Cell-selective knockout and 3D confocal image analysis reveals separate roles for astrocyte-and endothelial-derived CCL2 in neuroinflammation
- PMID: 24444311
- PMCID: PMC3906899
- DOI: 10.1186/1742-2094-11-10
Cell-selective knockout and 3D confocal image analysis reveals separate roles for astrocyte-and endothelial-derived CCL2 in neuroinflammation
Abstract
Background: Expression of chemokine CCL2 in the normal central nervous system (CNS) is nearly undetectable, but is significantly upregulated and drives neuroinflammation during experimental autoimmune encephalomyelitis (EAE), an animal model of multiple sclerosis which is considered a contributing factor in the human disease.
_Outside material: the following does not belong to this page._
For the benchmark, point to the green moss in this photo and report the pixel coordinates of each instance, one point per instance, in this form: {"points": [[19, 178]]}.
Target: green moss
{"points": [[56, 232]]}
As astrocytes and brain microvascular endothelial cells (BMEC) forming the blood-brain barrier (BBB) are sources of CCL2 in EAE and other neuroinflammatory conditions, it is unclear if one or both CCL2 pools are critical to disease and by what mechanism(s).
Methods: Mice with selective CCL2 gene knockout (KO) in astrocytes (Astro KO) or endothelial cells (Endo KO) were used to evaluate the respective contributions of these sources to neuroinflammation, i.e., clinical disease progression, BBB damage, and parenchymal leukocyte invasion in a myelin oligodendrocyte glycoprotein peptide (MOG35-55)-induced EAE model. High-resolution 3-dimensional (3D) immunofluorescence confocal microscopy and colloidal gold immuno-electron microscopy were employed to confirm sites of CCL2 expression, and 3D immunofluorescence confocal microscopy utilized to assess inflammatory responses along the CNS microvasculature.
Results: Cell-selective loss of CCL2 immunoreactivity was demonstrated in the respective KO mice. Compared to wild-type (WT) mice, Astro KO mice showed reduced EAE severity but similar onset, while Endo KO mice displayed near normal severity but significantly delayed onset. Neither of the KO mice showed deficits in T cell proliferation, or IL-17 and IFN-γ production, following MOG35-55 exposure in vitro, or altered MOG-major histocompatibility complex class II tetramer binding. 3D confocal imaging further revealed distinct actions of the two CCL2 pools in the CNS. Astro KOs lacked the CNS leukocyte penetration and disrupted immunostaining of CLN-5 at the BBB seen during early EAE in WT mice, while Endo KOs uniquely displayed leukocytes stalled in the microvascular lumen.
Conclusions: These results point to astrocyte and endothelial pools of CCL2 each regulating different stages of neuroinflammation in EAE, and carry implications for drug delivery in neuroinflammatory disease.